Re: [HACKERS] Parallel tuplesort (for parallel B-Tree index creation) - Mailing list pgsql-hackers

From Peter Geoghegan
Subject Re: [HACKERS] Parallel tuplesort (for parallel B-Tree index creation)
Date
Msg-id CAH2-WzmafkfBGJ3Euk6+qr8U5UcRFX9eiC9LaMSWTQ+YYC=oUA@mail.gmail.com
Whole thread Raw
In response to Re: [HACKERS] Parallel tuplesort (for parallel B-Tree index creation)  (Robert Haas <robertmhaas@gmail.com>)
Responses Re: [HACKERS] Parallel tuplesort (for parallel B-Tree index creation)
List pgsql-hackers
On Wed, Jan 10, 2018 at 10:45 AM, Robert Haas <robertmhaas@gmail.com> wrote:
> The addition to README.parallel is basically wrong, because workers
> have been allowed to write WAL since the ParallelContext machinery.
> See the
> XactLastRecEnd handling in parallel.c.  Workers can, for example, due
> HOT cleanups during SELECT scans, just as the leader can.  The
> language here is obsolete anyway in light of commit
> e9baa5e9fa147e00a2466ab2c40eb99c8a700824, but this isn't the right way
> to update it.  I'll propose a separate patch for that.

WFM.

> The change to the ParallelContext signature in parallel.h makes an
> already-overlength line even longer.  A line break seems warranted
> just after the first argument, plus pgindent afterward.

Okay.

> I am not a fan of the leader-as-worker terminology.  The leader is not
> a worker, full stop.  I think we should instead talk about whether the
> leader participates (so, ii_LeaderAsWorker -> ii_LeaderParticipates,
> for example, plus many comment updates).  Similarly, it seems
> SortCoordinateData's nLaunched should be nParticipants, and BTLeader's
> nworkertuplesorts should be nparticipanttuplesorts.

Okay.

> There is also the question of whether we want to respect
> parallel_leader_participation in this context.  The issues which might
> motivate the desire for such behavior in the context of a query do not
> exist when creating a btree index, so maybe we're just making this
> complicated. On the other hand, if some other type of parallel index
> build does end up doing a Gather-like operation then we might regret
> deciding that parallel_leader_participation doesn't apply to index
> builds, so maybe it's OK the way we have it.  On the third hand, the
> complexity of having the leader maybe-participate seems like it
> extends to a fair number of places in the code, and getting rid of all
> that complexity seems appealing.

I only added support for the leader-as-worker case because I assumed
that it was important to have CREATE INDEX process allocation work
"analogously" to parallel query, even though it's clear that the two
situations are not really completely comparable when you dig deep
enough. Getting rid of the leader participating as a worker has
theoretical downsides, but real practical upsides. I am also tempted
to just get rid of it.

> One place where this actually causes a problem is the message changes
> to index_build().  The revised ereport() violates translatability
> guidelines, which require that messages not be assembled from pieces.
> See https://www.postgresql.org/docs/devel/static/nls-programmer.html#NLS-GUIDELINES

Noted. Another place where a worker Tuplesortstate in the leader
process causes problems is plan_create_index_workers(), especially
because of things like force_parallel_mode and
parallel_leader_participation.

> A comment added to tuplesort.h says that work_mem should be at least
> 64KB, but does not give any reason.  I think one should be given, at
> least briefly, so that someone looking at these comments in the future
> can, for example, figure out whether the comment is still correct
> after future code changes.  Or else, remove the comment.

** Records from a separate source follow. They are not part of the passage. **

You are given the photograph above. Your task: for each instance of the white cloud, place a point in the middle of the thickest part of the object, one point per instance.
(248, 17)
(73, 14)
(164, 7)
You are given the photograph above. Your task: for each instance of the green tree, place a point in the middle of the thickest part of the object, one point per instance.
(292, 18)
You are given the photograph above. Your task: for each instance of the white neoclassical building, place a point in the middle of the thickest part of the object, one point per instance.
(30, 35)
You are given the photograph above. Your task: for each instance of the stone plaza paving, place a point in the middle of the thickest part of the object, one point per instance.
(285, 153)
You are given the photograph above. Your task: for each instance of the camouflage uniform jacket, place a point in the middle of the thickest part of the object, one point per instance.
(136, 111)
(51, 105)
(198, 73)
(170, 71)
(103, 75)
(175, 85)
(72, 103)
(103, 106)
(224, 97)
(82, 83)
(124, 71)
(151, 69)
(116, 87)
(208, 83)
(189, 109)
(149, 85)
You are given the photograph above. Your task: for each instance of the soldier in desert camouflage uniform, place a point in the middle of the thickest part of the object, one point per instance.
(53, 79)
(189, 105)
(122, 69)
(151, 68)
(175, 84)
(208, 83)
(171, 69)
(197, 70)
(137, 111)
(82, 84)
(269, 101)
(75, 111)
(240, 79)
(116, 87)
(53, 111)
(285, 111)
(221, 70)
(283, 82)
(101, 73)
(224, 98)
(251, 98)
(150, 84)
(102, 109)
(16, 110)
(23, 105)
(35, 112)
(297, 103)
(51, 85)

The reason for needing to do this is that a naive division of
work_mem/maintenance_work_mem within a caller like nbtsort.c, could,
in general, result in a workMem that is as low as 0 (due to integer
truncation of the result of a division). Clearly *that* is too low. In
fact, we need at least enough memory to store the initial minimal
memtuples array, which needs to respect ALLOCSET_SEPARATE_THRESHOLD.
There is also the matter of having per-tape space for
TAPE_BUFFER_OVERHEAD when we spill to disk (note also the special case
for pass-by-value datum sorts low on memory). There have been a couple
of unavoidable OOM bugs in tuplesort over the years already.

How about I remove the comment, but have tuplesort_begin_common()
force each Tuplesortstate to have workMem that is at least 64KB
(minimum legal work_mem value) in all cases? We can just formalize the
existing assumption that workMem cannot go below 64KB, really, and it
isn't reasonably to use so little workMem within a parallel worker (it
should be prevented by plan_create_index_workers() in the real world,
where parallelism is never artificially forced).

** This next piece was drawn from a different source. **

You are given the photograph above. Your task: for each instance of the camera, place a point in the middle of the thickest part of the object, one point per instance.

There is no need to make this complicated by worrying about whether or
not 64KB is the true minimum (value that avoids "can't happen"
errors), IMV.

> + * Parallel sort callers are required to coordinate multiple tuplesort states
> + * in a leader process, and one or more worker processes.  The leader process
>
> I think the comma should be removed.  As written it, it looks like we
> are coordinating multiple tuplesort states in a leader process, and,
> separately, we are coordinating one or more worker processes.

Okay.

> Generally, I think the comments in tuplesort.h are excellent.

Thanks.

> I really like the overview of how the new interfaces should be used,
> although I find it slightly wonky that the leader needs two separate
> Tuplesortstates if it wants to participate.

Assuming that we end up actually allowing the leader to participate as
a worker at all, then I think that having that be a separate
Tuplesortstate is better than the alternative. There are a couple of
places where I can see it mattering. For one thing, dtrace compatible
traces become more complicated -- LogicalTapeSetBlocks() is reported
to dtrace within workers (though not via trace_sort logging, where it
is considered redundant). For another, I think we'd need to have
multiple tapesets at the same time for the leader if it only had one
Tuplesortstate, which means multiple new Tuplesortstate fields.

In short, having a distinct Tuplesortstate means almost no special
cases. Maybe you find it slightly wonky because parallel CREATE INDEX
really does have the leader participate as a worker with minimal
caveats. It will do just as much work as a real parallel worker
process, which really is quite a new thing, in a way.

> I don't understand why this patch needs to tinker with the tests in
> vacuum.sql.  The comments say that "If we did not do this, errors
> raised would concern running ANALYZE in parallel mode."  However, why
> should parallel CREATE INDEX having any impact on ANALYZE at all?
> Also, as a practical matter, if I revert those changes, 'make check'
> still passes with or without force_parallel_mode=on.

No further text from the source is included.